And with using the job.output connectivity, the mermaid graph looks like:

mm(
    """
flowchart TD
    6883bfe0-2b20-49de-92df-c166d6f91dbc(base qe job) --> |output.structure| dfc9a5cd-fb91-4582-b6c6-c42b4c65cb83(get_ev_curve)
    dfc9a5cd-fb91-4582-b6c6-c42b4c65cb83(get_ev_curve) --> |'volumes', 'energies'| 92d14a25-bb90-4c86-b970-af05db90550e(plot_energy_volume_curve_job)
"""
)

Submission to an HPC / Check pointing / Error handling#

  • Use the jobflow command run_locally to run jobs in serial with a simple job script

  • Use fireworks and jobflow-remote to simplify and parallelize the submission of jobs, and allows for checkpointing

  • Use custodian error handling (not directly handled by jobflow), e.g. like in atomate2

Data Storage / Data Sharing#

Key data can be saved in a dedicated MongoDB-like database. This data can be validated with the help of pydantic. The latter also allows a direct connection to Fast-API. The Materials Project data generation relies on similar features. Direct calculation outputs will be saved on the compute machine. There are no dedicated mechanisms to save whole projects, but the database can be used to achieve this.
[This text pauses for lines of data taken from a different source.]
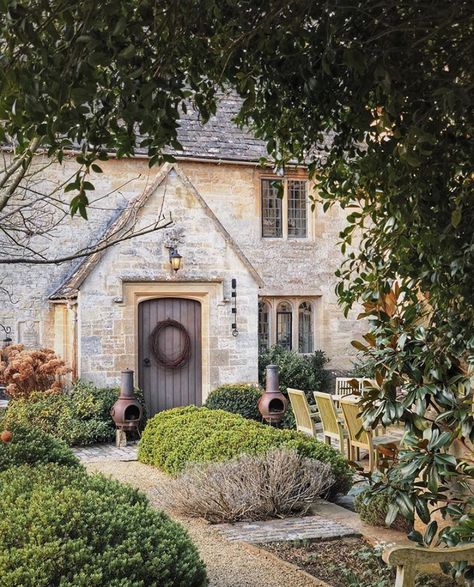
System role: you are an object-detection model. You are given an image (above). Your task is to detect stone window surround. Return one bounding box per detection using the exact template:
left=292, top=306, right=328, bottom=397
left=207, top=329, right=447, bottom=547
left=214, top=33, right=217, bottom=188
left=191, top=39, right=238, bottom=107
left=258, top=173, right=314, bottom=242
left=258, top=295, right=322, bottom=352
Publication of the workflow#

The jobflow infrastructure does not provide a dedicated platform for publishing a workflow currently. However, workflows related to computational materials science have been collected in the package atomate2. In addition, users can build their own package by relying on jobflow and share it as a new Python-based program. There are also additional materials science packages like NanoParticleTools or QuAcc that rely on jobflow.